Publisher Virgil Pinkley summed up the mission of the “bomb” story in his April 7, 1954 editorial excerpted below. It is an amusingly cool-headed assessment coming from a man who had just sent a reporter and photographer out on a 2,000 mile trek around the southwest planting fake atomic bombs…
Be Alert! That’s ‘Bomb’ Message
A Mirror reporter-photographer team has brought 10 dummy “A-bombs” across the Mexican border and planted them at strategic spots around California.
It was ridiculously easy. That fact should disturb every citizen—especially our public officials.
We’re not trying to scare people. Hysteria and hand-wringing solve nothing in this fantastic age. Neither does that fatalistic sigh, “So what? We can’t do a thing about it.”
As President Eisenhower said Monday night, war is unlikely unless a madman touches it off. Perhaps we can’t prevent insanity, but we can reduce its effects. That’s the prime purpose of civil defense, and the goal of this mock bomb project.
The Mirror (which had become the Mirror-News later in 1954) folded in 1962. In retrospect, this was probably the perfect year for the tabloid to end. After all, the Cuban Missile Crisis, the Kennedy assassination, and Vietnam provided Angelenos with all the real-life hysteria they could handle.
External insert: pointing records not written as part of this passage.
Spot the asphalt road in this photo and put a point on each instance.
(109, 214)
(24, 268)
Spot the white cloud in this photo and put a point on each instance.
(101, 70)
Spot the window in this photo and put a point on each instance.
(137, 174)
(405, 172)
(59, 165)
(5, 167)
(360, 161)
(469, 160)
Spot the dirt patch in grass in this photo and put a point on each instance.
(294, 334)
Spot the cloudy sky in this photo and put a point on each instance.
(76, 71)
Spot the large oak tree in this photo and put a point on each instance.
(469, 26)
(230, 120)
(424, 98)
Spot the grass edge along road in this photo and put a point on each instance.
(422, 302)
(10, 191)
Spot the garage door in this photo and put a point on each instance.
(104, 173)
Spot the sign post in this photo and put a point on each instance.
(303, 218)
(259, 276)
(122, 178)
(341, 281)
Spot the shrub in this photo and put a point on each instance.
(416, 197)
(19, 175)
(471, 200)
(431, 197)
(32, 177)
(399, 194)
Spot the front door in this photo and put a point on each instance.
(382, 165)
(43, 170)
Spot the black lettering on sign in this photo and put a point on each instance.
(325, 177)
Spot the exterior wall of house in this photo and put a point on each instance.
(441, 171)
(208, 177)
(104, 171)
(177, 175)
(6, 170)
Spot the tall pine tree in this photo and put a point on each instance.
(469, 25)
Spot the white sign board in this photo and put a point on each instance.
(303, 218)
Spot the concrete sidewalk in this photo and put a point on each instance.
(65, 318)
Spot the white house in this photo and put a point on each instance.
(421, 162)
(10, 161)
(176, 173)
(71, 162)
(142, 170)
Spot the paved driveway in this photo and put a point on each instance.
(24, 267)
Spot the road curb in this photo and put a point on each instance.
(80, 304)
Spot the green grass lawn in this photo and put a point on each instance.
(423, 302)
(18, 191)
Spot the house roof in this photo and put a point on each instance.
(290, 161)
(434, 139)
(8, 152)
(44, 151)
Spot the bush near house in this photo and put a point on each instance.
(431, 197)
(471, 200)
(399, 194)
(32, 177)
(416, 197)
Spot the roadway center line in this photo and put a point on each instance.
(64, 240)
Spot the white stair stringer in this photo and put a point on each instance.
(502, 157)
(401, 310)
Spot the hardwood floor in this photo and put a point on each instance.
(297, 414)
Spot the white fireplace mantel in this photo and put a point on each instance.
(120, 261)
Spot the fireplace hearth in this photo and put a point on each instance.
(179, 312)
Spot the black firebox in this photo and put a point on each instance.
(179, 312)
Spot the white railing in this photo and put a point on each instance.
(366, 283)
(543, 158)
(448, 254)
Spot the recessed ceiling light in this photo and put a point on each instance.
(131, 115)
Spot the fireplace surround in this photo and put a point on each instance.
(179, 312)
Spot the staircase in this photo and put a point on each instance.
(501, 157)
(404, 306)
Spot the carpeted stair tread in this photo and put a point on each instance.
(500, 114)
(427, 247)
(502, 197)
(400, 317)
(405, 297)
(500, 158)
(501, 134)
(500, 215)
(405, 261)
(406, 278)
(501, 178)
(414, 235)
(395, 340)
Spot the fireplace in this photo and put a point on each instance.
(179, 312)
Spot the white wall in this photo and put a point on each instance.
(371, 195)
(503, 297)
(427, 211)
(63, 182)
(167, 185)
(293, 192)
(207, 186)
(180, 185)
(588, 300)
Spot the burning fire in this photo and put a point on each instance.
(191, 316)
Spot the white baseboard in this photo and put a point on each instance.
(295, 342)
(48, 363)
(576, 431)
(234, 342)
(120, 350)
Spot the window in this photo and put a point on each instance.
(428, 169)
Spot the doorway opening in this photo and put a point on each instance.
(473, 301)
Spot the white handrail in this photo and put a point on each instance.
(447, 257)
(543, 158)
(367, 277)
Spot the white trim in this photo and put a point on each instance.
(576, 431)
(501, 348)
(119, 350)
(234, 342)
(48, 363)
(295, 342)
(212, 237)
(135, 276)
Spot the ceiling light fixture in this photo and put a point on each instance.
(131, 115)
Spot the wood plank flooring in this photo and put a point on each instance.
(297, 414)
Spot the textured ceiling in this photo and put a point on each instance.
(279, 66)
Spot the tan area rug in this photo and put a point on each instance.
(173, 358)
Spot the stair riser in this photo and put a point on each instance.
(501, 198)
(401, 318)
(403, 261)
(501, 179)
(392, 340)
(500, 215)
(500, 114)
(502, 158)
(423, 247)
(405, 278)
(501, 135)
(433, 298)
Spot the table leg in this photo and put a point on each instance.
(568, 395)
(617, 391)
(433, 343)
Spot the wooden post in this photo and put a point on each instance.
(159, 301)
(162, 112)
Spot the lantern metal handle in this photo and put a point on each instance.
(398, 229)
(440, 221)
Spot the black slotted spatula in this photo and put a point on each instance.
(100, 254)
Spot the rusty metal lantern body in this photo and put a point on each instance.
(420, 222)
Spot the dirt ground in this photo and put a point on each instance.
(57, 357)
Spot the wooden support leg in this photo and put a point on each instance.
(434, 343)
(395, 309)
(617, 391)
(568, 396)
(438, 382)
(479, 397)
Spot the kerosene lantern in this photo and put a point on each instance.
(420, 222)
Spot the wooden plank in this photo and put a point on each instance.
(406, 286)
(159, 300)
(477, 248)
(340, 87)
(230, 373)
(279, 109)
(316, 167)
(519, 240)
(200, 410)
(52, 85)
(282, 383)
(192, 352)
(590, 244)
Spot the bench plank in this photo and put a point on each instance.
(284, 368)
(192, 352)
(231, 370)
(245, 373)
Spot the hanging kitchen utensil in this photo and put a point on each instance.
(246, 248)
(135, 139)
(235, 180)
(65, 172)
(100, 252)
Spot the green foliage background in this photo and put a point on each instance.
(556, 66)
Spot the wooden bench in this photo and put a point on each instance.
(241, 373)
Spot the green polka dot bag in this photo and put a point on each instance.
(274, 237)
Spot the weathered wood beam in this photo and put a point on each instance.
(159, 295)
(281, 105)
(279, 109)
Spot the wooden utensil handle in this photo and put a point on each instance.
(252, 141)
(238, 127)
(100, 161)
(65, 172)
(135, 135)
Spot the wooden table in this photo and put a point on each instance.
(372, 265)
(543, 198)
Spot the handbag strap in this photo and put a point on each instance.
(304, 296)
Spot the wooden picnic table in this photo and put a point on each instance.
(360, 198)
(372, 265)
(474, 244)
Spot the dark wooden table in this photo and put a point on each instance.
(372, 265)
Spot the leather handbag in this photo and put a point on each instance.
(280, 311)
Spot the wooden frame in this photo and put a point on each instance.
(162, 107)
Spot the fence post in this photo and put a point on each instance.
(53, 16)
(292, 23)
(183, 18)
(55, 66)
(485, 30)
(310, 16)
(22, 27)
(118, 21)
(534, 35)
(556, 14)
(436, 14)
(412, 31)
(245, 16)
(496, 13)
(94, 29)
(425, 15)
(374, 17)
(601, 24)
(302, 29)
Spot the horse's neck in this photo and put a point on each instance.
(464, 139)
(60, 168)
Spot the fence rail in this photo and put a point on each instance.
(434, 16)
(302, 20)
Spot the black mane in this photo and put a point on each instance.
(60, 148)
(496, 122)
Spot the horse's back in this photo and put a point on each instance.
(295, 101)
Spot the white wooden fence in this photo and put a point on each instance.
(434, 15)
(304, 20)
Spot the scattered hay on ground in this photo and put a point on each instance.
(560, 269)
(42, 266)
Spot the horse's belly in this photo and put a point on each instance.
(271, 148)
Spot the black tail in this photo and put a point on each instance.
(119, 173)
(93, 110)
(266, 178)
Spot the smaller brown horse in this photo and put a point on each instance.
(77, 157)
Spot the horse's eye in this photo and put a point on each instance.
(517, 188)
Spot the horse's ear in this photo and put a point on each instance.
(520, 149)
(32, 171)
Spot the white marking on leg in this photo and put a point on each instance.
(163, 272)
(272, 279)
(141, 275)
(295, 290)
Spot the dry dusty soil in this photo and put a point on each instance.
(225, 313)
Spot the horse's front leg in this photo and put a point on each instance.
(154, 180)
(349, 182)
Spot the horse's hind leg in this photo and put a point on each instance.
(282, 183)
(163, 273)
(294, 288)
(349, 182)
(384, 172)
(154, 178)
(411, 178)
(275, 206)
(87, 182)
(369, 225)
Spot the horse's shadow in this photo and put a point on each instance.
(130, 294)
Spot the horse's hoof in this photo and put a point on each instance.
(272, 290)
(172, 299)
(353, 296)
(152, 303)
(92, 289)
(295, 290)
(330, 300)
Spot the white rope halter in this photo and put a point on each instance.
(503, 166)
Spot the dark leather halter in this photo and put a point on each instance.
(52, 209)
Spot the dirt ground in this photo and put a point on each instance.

Precursor to the Y2K LAX “Millennial” plot? Or just a tabloid stunt?
[1] “Contents of Atom Bomb Warning by FBI Told,” Los Angeles Times, March 24, 1954.
Note: A portion of the FBI’s December 21, 1953 advisory document can be seen here: http://documents.nytimes.com/declassified-cold-war-documents-show-familiar-worries-over-nuclear-weapons?ref=world#document/p16
Wow, that is some fantastic reporting. I know *I* myself would be suspicious and terrified of a two foot length of pipe.